Tidy Mean and Standard Deviation Data from the UCI HAR Data Set

The Data

This script uses the data from UC Irvine's Human Activity Recognition Using Smartphones Data Set. The data used is here:

https://d396qusza40orc.cloudfront.net/getdata%2Fprojectfiles%2FUCI%20HAR%20Dataset.zip

More information about the data can be found here:

http://archive.ics.uci.edu/ml/datasets/Human+Activity+Recognition+Using+Smartphones

The Script

This repository contains a script called run_analysis.R.

Requirements

The data files should be in the working directory when you run the script.

The script depends on the following packages:

dplyr
reshape2

Step by step breakdown

Load required packages.

library(dplyr)
library(reshape2)

Read files.

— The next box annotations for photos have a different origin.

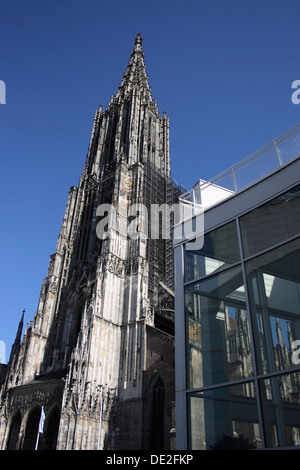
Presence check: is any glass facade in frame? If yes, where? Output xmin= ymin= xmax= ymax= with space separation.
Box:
xmin=184 ymin=182 xmax=300 ymax=450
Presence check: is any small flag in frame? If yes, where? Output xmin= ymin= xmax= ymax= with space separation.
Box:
xmin=39 ymin=406 xmax=45 ymax=434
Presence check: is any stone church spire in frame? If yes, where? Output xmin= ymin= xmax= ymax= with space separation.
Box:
xmin=0 ymin=34 xmax=175 ymax=450
xmin=117 ymin=33 xmax=152 ymax=103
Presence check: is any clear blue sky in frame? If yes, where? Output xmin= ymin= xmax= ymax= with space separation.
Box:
xmin=0 ymin=0 xmax=300 ymax=359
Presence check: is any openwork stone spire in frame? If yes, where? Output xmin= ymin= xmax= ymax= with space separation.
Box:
xmin=117 ymin=33 xmax=152 ymax=102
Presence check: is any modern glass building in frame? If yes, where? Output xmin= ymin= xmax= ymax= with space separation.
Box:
xmin=174 ymin=126 xmax=300 ymax=450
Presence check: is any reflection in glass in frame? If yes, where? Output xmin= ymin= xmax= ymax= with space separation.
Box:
xmin=185 ymin=222 xmax=240 ymax=282
xmin=240 ymin=185 xmax=300 ymax=257
xmin=260 ymin=372 xmax=300 ymax=447
xmin=247 ymin=240 xmax=300 ymax=373
xmin=185 ymin=266 xmax=252 ymax=388
xmin=189 ymin=382 xmax=261 ymax=450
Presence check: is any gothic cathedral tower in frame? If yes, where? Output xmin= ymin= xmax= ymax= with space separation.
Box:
xmin=0 ymin=34 xmax=180 ymax=449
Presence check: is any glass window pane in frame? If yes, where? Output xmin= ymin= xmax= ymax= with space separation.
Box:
xmin=185 ymin=266 xmax=253 ymax=388
xmin=184 ymin=222 xmax=240 ymax=282
xmin=240 ymin=185 xmax=300 ymax=257
xmin=260 ymin=372 xmax=300 ymax=447
xmin=246 ymin=240 xmax=300 ymax=373
xmin=188 ymin=382 xmax=261 ymax=450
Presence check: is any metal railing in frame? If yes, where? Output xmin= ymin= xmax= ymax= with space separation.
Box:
xmin=180 ymin=123 xmax=300 ymax=215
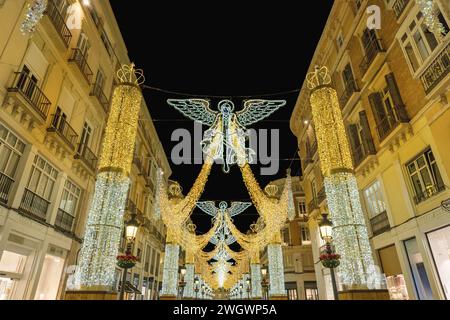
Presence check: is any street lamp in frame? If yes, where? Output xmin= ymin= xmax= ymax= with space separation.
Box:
xmin=119 ymin=213 xmax=139 ymax=300
xmin=180 ymin=268 xmax=186 ymax=299
xmin=319 ymin=213 xmax=339 ymax=300
xmin=319 ymin=213 xmax=333 ymax=244
xmin=194 ymin=278 xmax=200 ymax=300
xmin=261 ymin=267 xmax=269 ymax=299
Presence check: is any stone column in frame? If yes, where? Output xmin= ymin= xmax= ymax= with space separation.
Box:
xmin=307 ymin=66 xmax=388 ymax=299
xmin=250 ymin=251 xmax=262 ymax=300
xmin=267 ymin=233 xmax=287 ymax=300
xmin=160 ymin=243 xmax=180 ymax=300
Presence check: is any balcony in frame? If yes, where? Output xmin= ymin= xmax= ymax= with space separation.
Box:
xmin=133 ymin=156 xmax=144 ymax=175
xmin=377 ymin=109 xmax=409 ymax=142
xmin=392 ymin=0 xmax=410 ymax=20
xmin=19 ymin=189 xmax=50 ymax=222
xmin=420 ymin=43 xmax=450 ymax=94
xmin=47 ymin=114 xmax=78 ymax=152
xmin=90 ymin=83 xmax=109 ymax=113
xmin=339 ymin=80 xmax=359 ymax=109
xmin=45 ymin=0 xmax=72 ymax=49
xmin=308 ymin=198 xmax=319 ymax=215
xmin=74 ymin=144 xmax=98 ymax=173
xmin=8 ymin=71 xmax=51 ymax=123
xmin=69 ymin=48 xmax=94 ymax=85
xmin=414 ymin=186 xmax=445 ymax=205
xmin=55 ymin=209 xmax=75 ymax=233
xmin=125 ymin=199 xmax=137 ymax=214
xmin=317 ymin=187 xmax=327 ymax=206
xmin=360 ymin=39 xmax=385 ymax=82
xmin=0 ymin=172 xmax=14 ymax=204
xmin=370 ymin=211 xmax=391 ymax=236
xmin=352 ymin=144 xmax=375 ymax=168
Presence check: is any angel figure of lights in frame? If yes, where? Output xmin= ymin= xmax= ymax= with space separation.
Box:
xmin=167 ymin=99 xmax=286 ymax=173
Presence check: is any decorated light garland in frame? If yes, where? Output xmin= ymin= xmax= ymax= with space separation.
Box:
xmin=307 ymin=67 xmax=376 ymax=289
xmin=416 ymin=0 xmax=448 ymax=40
xmin=20 ymin=0 xmax=47 ymax=35
xmin=75 ymin=65 xmax=144 ymax=290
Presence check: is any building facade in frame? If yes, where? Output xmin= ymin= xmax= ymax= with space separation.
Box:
xmin=261 ymin=177 xmax=319 ymax=300
xmin=0 ymin=0 xmax=170 ymax=300
xmin=291 ymin=0 xmax=450 ymax=300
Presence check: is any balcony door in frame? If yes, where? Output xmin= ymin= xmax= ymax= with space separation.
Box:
xmin=77 ymin=32 xmax=91 ymax=61
xmin=18 ymin=65 xmax=38 ymax=99
xmin=78 ymin=122 xmax=92 ymax=155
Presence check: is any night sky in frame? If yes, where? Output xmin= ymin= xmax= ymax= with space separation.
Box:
xmin=110 ymin=0 xmax=332 ymax=238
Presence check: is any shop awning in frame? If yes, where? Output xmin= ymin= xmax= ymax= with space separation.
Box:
xmin=378 ymin=245 xmax=403 ymax=277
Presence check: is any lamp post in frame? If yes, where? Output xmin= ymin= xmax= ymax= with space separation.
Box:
xmin=194 ymin=278 xmax=200 ymax=300
xmin=118 ymin=213 xmax=139 ymax=300
xmin=245 ymin=279 xmax=251 ymax=300
xmin=179 ymin=268 xmax=186 ymax=299
xmin=319 ymin=213 xmax=339 ymax=300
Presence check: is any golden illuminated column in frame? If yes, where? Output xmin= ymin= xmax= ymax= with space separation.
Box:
xmin=307 ymin=67 xmax=377 ymax=290
xmin=250 ymin=250 xmax=262 ymax=300
xmin=183 ymin=250 xmax=195 ymax=299
xmin=75 ymin=65 xmax=144 ymax=290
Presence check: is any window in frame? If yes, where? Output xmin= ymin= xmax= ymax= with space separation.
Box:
xmin=404 ymin=238 xmax=433 ymax=300
xmin=27 ymin=155 xmax=58 ymax=201
xmin=77 ymin=31 xmax=91 ymax=57
xmin=406 ymin=150 xmax=445 ymax=204
xmin=427 ymin=226 xmax=450 ymax=300
xmin=364 ymin=181 xmax=386 ymax=219
xmin=282 ymin=228 xmax=291 ymax=246
xmin=298 ymin=200 xmax=307 ymax=216
xmin=336 ymin=33 xmax=344 ymax=49
xmin=400 ymin=10 xmax=449 ymax=72
xmin=300 ymin=224 xmax=311 ymax=244
xmin=78 ymin=122 xmax=92 ymax=155
xmin=59 ymin=180 xmax=81 ymax=217
xmin=0 ymin=124 xmax=25 ymax=179
xmin=342 ymin=63 xmax=356 ymax=93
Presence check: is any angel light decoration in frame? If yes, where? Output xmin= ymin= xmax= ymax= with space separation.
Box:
xmin=167 ymin=99 xmax=286 ymax=173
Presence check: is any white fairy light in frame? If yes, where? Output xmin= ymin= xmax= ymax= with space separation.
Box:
xmin=416 ymin=0 xmax=448 ymax=40
xmin=161 ymin=243 xmax=180 ymax=297
xmin=267 ymin=244 xmax=286 ymax=296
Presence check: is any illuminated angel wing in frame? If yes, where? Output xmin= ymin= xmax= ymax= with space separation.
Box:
xmin=228 ymin=202 xmax=252 ymax=217
xmin=225 ymin=235 xmax=237 ymax=246
xmin=197 ymin=201 xmax=219 ymax=217
xmin=167 ymin=99 xmax=218 ymax=127
xmin=236 ymin=100 xmax=286 ymax=127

Must have data in working directory.

subject_train   <- read.table("train/subject_train.txt")
X_train         <- read.table("train/X_train.txt")
Y_train         <- read.table("train/y_train.txt")
subject_test    <- read.table("test/subject_test.txt")
X_test          <- read.table("test/X_test.txt")
Y_test          <- read.table("test/y_test.txt")
features        <- read.table("features.txt")
activity_labels <- read.table("activity_labels.txt")

Use descriptive activity names to name the activities in the data set.

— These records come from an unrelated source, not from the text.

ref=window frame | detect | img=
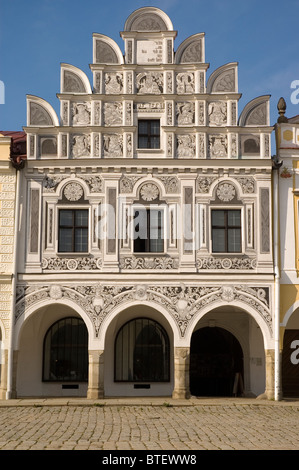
[56,205,91,256]
[210,206,245,256]
[131,204,167,256]
[42,316,88,383]
[114,317,171,384]
[137,118,161,151]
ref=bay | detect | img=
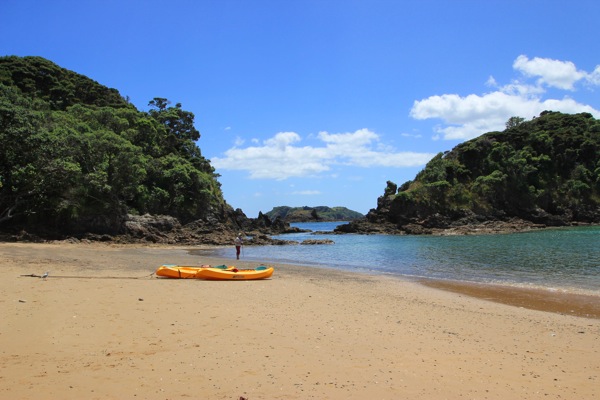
[207,222,600,294]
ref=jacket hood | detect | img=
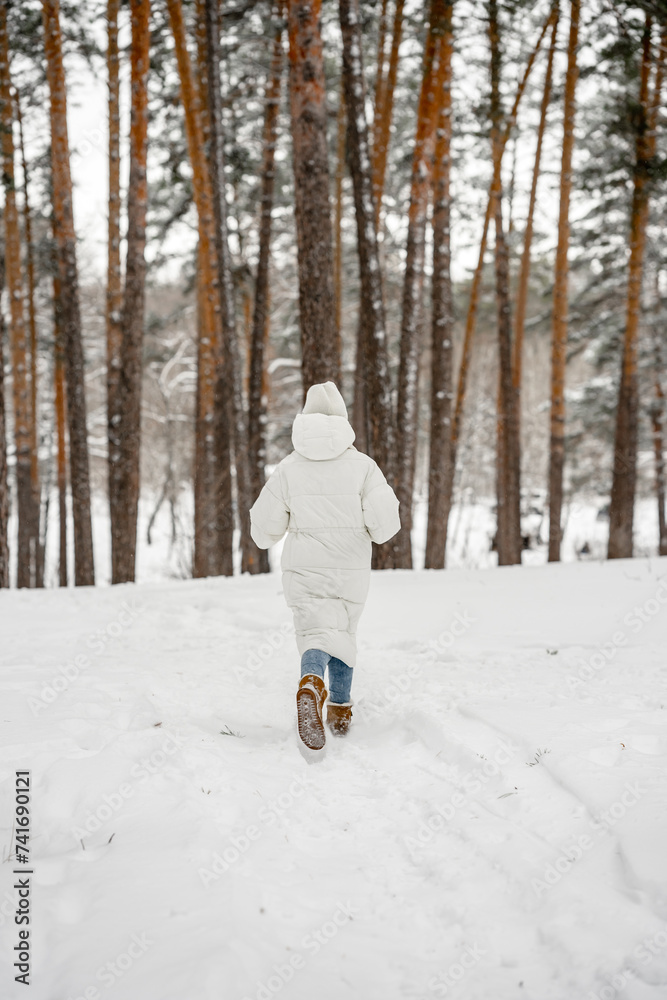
[292,382,356,462]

The activity names from the activity_labels file are applied to the variables from the Y_ files.

activity_train <- data.frame(Activity = activity_labels$V2[Y_train$V1])
activity_test  <- data.frame(Activity = activity_labels$V2[Y_test$V1])

Appropriately label the data set with descriptive variable names.

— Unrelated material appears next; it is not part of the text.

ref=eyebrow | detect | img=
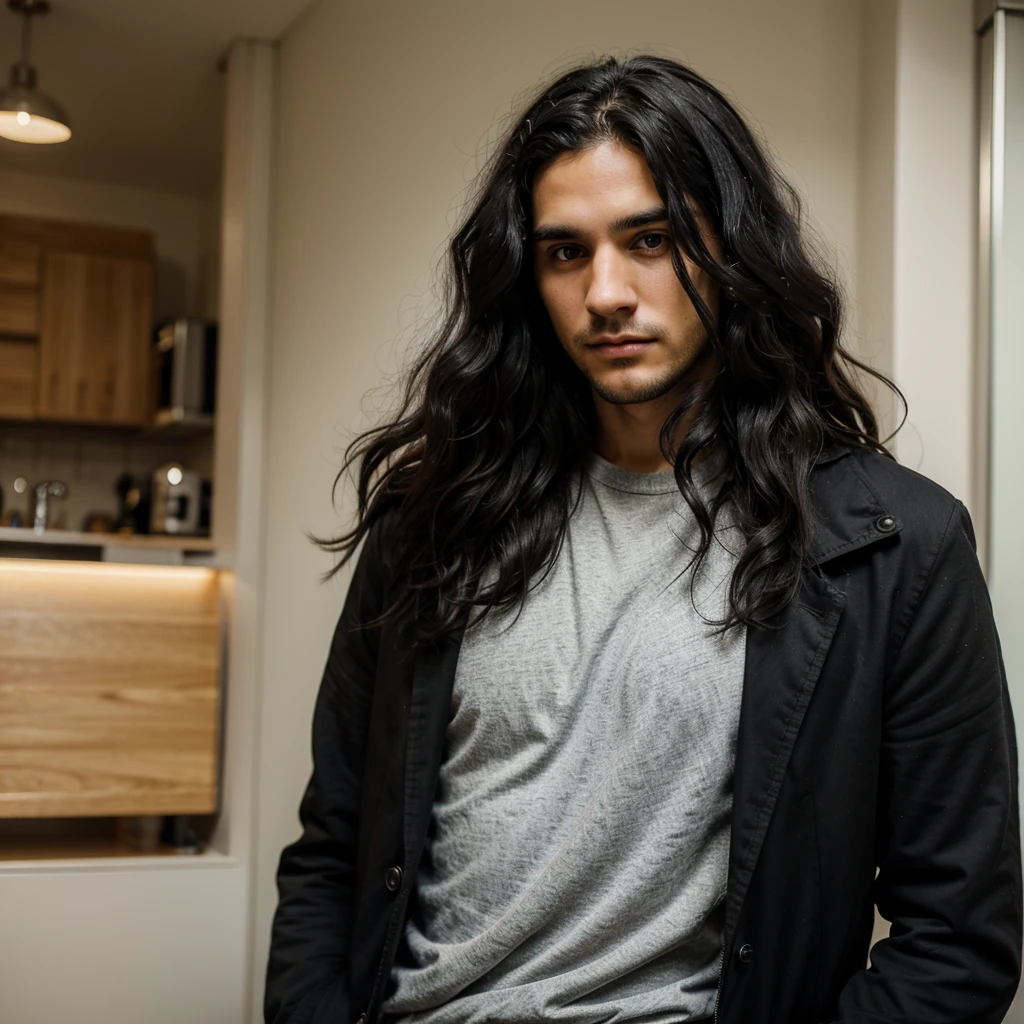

In the step above the column for activities was labeled as "Activity".

The data column from the subject_ files is labeled as "Subject".

The data columns from the X_ files are labeled with the descriptions from the features file.

colnames(subject_train) <- c("Subject")
colnames(subject_test) <- c("Subject")
colnames(X_train)       <- features$V2
colnames(X_test)       <- features$V2

Join the columns from each set.

train <- bind_cols(subject_train, activity_train, X_train)
test  <- bind_cols(subject_test, activity_test, X_test)

Merge the training and the test sets to create one data set.

The sets are combined with rbind.

data  <- rbind(train, test)

Extract only the measurements on the mean and standard deviation for each measurement.

Here the script takes the "Subject" and "Activity" columns as well as columns with names containing "mean()" or "std()".

The original data has some other columns with "Mean" in their names which are angle of means but are not means themselves. These columns are not included in our final data.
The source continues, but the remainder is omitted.